Da quando li “conosco”, e vale a dire da “Sleeping in the traffic pt. I” (mentre ammetto di sapere poco della loro produzione precedente), ho sempre considerato i
Beardfish come un gruppo praticamente “perfetto” per i più puristi tra gli appassionati di rock progressivo.
Gli svedesi sembrano, infatti, il prototipo della formazione tecnicamente impeccabile, attenta a onorare con dovizia alcuni dei principali protagonisti dell’epoca aurea del genere, aggiungendo al quadro complessivo un moderato contributo proprio di “libera creatività” atto ad evitare un approccio troppo sottomesso e dipendente pur senza sovvertire inopinatamente le “regole del gioco”, andando, magari, a contaminarsi con prospettive stilistiche in qualche modo “estranee” a questi territori, come fanno ad esempio i seguaci di quel suono che viene talvolta definito
neo-prog o addirittura, in altri casi, identificato come un particolare tipo di
alternative-rock.
Queste considerazioni non vogliono affatto essere una critica “inappellabile”, anche perché personalmente li ritengo uno dei nomi “nuovi” più interessanti di questo specifico panorama musicale, ma desiderano solamente porre l’accento su un’attitudine che di veramente
progressivo ha ormai pochino e si limita ad un’eventuale ricerca d’innovazione e d’evoluzione all’interno dei confini stessi del fenomeno musicale, per quanto essi siano ampi e variegati.

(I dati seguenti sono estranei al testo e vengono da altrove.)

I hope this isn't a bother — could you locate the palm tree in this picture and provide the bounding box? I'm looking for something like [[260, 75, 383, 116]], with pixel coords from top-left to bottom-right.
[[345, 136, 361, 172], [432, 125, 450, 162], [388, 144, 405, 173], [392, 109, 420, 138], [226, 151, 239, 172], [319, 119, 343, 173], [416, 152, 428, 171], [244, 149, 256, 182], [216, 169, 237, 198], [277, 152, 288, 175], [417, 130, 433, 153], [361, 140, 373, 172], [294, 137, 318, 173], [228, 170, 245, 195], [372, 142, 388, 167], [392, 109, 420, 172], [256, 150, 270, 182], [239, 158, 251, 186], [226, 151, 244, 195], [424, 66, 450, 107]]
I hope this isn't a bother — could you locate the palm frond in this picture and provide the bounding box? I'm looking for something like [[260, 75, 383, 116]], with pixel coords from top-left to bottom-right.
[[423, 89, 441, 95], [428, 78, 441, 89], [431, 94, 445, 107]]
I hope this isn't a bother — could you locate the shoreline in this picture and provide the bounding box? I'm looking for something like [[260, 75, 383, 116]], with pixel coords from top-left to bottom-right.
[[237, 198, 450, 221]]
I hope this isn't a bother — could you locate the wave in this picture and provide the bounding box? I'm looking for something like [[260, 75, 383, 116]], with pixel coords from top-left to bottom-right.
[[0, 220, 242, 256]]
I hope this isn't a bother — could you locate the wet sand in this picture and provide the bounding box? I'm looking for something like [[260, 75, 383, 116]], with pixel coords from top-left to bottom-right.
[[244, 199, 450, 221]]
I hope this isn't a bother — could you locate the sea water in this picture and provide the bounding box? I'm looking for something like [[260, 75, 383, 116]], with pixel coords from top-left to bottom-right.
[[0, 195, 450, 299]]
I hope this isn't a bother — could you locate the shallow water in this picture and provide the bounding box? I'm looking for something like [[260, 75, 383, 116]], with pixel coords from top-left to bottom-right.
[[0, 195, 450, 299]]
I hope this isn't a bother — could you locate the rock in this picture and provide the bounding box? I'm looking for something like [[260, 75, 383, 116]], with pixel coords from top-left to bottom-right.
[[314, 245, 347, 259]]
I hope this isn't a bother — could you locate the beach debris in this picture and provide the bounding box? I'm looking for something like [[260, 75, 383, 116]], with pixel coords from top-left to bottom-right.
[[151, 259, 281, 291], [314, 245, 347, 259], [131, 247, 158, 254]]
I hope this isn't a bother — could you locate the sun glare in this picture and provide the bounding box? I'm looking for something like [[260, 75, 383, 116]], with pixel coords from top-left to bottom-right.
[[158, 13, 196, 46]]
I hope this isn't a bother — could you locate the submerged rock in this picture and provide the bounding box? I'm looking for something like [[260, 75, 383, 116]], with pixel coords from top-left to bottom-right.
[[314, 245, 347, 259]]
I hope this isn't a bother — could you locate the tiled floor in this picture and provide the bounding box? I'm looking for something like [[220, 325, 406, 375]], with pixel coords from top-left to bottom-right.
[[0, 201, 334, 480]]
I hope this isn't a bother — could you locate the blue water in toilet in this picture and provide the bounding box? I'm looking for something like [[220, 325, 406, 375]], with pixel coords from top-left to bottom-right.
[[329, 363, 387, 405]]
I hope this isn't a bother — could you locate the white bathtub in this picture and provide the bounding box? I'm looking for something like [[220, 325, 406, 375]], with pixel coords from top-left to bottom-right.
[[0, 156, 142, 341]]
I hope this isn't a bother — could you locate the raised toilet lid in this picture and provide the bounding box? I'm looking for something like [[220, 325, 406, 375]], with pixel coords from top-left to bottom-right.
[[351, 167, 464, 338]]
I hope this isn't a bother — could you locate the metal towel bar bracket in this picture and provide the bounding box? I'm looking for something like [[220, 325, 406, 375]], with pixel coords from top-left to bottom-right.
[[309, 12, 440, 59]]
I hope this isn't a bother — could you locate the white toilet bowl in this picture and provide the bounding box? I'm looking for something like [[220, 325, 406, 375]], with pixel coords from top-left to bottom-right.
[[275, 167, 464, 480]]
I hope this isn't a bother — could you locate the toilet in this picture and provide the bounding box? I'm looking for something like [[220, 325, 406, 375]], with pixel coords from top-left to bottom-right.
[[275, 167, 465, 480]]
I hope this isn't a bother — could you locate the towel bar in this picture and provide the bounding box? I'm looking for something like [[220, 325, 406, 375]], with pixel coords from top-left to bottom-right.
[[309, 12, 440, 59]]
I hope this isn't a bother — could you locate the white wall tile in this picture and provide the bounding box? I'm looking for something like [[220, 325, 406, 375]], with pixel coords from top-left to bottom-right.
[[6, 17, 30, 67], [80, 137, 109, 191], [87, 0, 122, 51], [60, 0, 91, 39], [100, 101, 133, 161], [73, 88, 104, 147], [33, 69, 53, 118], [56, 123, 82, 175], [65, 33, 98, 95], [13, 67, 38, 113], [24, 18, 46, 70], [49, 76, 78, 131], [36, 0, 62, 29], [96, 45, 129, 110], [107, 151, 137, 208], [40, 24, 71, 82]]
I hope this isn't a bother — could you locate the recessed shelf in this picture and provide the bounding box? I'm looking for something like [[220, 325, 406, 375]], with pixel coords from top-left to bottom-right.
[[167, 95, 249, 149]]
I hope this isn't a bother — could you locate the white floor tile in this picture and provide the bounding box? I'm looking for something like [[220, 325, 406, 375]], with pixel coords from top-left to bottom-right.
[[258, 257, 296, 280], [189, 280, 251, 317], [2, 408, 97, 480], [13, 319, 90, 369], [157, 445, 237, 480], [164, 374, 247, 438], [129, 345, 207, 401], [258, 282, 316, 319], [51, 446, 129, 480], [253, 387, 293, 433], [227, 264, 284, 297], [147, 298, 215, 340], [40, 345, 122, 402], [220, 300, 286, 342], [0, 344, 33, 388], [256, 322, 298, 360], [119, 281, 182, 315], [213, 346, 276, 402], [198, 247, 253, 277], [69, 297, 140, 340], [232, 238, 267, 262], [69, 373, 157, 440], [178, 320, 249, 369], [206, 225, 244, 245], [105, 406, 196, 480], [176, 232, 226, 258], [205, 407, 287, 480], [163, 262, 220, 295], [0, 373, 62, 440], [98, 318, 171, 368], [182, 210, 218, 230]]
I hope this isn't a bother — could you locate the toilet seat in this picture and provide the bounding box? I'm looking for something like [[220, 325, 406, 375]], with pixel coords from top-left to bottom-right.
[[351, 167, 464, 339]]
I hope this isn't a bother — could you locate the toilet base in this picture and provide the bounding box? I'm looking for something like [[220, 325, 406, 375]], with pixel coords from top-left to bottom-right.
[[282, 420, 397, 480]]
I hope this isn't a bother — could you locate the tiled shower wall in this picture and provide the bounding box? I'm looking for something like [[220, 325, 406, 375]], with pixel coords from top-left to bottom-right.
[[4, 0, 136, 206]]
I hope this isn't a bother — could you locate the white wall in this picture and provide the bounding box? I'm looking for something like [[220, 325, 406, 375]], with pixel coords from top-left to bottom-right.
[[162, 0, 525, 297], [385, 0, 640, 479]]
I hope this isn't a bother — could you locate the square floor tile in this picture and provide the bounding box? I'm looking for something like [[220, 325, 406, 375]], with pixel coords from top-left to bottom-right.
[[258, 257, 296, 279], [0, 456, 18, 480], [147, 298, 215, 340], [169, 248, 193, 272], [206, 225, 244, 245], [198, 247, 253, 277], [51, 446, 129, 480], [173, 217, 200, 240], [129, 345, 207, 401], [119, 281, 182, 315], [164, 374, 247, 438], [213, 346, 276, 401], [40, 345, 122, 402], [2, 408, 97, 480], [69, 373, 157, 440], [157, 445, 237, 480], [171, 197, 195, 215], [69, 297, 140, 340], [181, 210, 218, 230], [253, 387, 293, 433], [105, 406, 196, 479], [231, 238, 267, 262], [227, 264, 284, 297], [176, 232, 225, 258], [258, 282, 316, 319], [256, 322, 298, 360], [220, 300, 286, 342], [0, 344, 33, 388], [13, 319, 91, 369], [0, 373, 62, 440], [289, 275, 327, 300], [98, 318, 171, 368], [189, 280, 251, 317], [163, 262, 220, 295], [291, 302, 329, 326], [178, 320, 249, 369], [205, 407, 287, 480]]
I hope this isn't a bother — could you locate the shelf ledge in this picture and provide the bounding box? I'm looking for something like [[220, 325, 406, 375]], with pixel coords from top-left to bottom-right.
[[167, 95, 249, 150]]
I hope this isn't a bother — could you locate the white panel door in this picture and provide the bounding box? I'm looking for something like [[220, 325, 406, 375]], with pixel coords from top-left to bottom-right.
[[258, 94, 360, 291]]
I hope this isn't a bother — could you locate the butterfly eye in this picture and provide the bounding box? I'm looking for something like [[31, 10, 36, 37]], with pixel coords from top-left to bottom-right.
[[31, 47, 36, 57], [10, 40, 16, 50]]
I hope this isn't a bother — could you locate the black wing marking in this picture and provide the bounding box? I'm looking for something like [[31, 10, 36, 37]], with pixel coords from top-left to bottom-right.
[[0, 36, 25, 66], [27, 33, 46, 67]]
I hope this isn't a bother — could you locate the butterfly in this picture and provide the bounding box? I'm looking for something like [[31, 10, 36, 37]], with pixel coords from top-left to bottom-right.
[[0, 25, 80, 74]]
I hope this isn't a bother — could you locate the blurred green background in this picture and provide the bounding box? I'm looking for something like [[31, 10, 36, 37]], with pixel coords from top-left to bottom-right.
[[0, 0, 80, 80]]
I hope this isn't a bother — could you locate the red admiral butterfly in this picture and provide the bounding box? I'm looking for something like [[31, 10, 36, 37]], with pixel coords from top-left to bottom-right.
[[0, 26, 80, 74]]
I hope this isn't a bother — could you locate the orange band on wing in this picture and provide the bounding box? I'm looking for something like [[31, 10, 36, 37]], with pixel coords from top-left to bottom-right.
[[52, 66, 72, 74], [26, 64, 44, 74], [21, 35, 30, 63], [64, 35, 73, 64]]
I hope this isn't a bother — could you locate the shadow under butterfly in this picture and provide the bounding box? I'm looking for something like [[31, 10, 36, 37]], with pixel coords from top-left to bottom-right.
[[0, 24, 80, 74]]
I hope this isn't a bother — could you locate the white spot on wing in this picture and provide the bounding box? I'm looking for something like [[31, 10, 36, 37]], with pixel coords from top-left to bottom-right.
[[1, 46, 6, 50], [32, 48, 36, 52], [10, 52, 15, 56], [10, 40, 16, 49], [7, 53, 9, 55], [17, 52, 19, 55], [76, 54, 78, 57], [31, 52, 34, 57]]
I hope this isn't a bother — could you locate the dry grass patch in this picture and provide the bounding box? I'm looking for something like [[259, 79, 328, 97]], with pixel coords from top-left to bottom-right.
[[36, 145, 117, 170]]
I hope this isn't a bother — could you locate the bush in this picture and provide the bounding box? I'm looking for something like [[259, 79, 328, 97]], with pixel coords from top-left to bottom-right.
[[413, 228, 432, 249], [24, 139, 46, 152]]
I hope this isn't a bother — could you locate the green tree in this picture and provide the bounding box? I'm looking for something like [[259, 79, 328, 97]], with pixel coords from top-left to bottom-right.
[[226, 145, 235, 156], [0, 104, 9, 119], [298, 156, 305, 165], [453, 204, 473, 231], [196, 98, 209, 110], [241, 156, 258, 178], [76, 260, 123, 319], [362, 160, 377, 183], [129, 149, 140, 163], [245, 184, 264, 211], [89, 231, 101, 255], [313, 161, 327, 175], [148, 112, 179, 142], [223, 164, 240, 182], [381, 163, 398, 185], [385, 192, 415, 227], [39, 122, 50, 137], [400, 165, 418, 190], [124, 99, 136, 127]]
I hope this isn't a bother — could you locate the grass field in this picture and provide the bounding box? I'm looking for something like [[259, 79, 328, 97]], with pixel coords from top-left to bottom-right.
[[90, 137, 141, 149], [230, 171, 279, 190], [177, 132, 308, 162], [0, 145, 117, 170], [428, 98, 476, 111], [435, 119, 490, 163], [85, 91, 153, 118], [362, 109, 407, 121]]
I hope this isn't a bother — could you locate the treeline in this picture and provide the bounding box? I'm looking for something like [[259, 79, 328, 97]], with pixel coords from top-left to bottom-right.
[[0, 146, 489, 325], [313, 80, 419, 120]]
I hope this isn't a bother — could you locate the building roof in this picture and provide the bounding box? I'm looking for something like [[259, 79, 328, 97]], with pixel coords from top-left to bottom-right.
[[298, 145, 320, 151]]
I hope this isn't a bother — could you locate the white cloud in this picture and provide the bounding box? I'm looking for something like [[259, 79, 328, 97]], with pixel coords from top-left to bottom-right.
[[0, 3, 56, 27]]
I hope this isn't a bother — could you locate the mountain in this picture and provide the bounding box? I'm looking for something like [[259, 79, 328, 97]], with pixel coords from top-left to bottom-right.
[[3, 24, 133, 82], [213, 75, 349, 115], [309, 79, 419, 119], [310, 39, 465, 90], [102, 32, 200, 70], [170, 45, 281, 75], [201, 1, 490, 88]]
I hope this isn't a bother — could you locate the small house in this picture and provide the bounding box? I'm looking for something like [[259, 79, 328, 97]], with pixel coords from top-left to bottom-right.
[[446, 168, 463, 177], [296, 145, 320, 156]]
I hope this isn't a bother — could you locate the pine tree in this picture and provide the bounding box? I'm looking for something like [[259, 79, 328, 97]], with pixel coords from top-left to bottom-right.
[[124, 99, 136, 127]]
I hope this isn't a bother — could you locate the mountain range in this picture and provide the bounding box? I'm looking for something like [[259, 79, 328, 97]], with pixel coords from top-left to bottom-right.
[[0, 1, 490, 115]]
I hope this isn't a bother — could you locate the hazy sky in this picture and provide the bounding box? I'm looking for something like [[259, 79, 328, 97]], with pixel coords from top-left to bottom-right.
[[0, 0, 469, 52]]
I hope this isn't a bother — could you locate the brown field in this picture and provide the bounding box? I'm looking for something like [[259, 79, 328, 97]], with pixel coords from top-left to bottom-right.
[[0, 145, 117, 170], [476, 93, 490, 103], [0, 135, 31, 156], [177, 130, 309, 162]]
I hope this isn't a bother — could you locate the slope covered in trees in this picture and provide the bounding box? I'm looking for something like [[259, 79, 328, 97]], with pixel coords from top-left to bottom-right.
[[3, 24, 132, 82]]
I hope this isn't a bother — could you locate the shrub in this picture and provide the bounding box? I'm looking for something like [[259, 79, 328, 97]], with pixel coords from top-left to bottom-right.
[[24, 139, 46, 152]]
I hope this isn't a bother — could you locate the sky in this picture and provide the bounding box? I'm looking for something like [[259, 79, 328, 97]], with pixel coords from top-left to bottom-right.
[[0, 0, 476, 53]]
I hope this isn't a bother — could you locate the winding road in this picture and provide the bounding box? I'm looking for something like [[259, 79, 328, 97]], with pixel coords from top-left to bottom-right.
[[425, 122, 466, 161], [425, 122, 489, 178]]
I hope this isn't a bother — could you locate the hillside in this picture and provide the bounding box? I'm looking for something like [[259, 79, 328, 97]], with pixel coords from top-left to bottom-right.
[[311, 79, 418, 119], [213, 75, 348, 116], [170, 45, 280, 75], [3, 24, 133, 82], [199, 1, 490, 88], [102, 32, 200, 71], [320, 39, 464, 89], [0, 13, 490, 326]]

Insomma, anche in questo “Destined solitarie” ritroviamo richiami alla scuola di Canterbury (tra l’altro mai riconosciuta dai suoi fondatori!), ai grandi del rock britannico dei seventies (nelle sue varie forme espressive: granitico, romantico, nervoso, inquieto, imprevedibile e psichedelico), ai timbri sarcastici del jazz-rock americano e alle leggiadre entità del folk nordeuropeo, in una girandola di fulminei flashback che, durante l’ascolto, rievocano le “antiche” immagini di Genesis, Gentle Giant, Yes, Pink Floyd, Soft Machine, Uriah Heep, Zappa, Jethro Tull, Caravan, o quelle più “moderne” di Flower Kings, Spock’s Beard, Echolyn e IQ, tra i migliori epigoni, proprio come gli stessi Beardfish, di quell’indimenticabile pletora di maestri.
Il disco è assai piacevole e suggestivo, riesce ad evitare i “freddi” perfezionismi formali grazie ad una notevole componente emozionale e ad una spiccata sensibilità melodica, in grado di soddisfare anche le esigenze di quei musicofili meno avvezzi alle situazioni più sperimentali e d’avanguardia, senza perdere di vista la vitalità (persino veemente, nel simil-growl vocale della title-track!) e la necessaria intensità.
La
musicalità dei quattro scandinavi è ancora una volta da valutare come significante valore aggiunto della loro performance, costantemente fluida nel cangiante svolgimento e piuttosto lucida nella trasposizione in note delle idee, per un programma che nonostante l’estesa durata (quasi settantasette minuti!) si ascolta con gusto e scorre gradevolmente, in equilibrio tra fantasia, virtuosismo, prontezza e sentimento.
Mentirei, se non ammettessi che, a questo punto della loro carriera, mi sarei aspettato un ulteriore “salto di qualità”, un incremento di personalità nella visione artistica di un gruppo molto preparato e intelligente che forse ha “soffocato” un po’ la propria ambizione “evolutiva” per rispettare la sua dedizione nei confronti dei “classici” e tuttavia credo proprio che ci si possa “accontentare” delle virtù dei Beardfish, ideali per i progsters meno interessati “all’innovazione” e lodevoli per tutti gli amanti della buona musica non banale.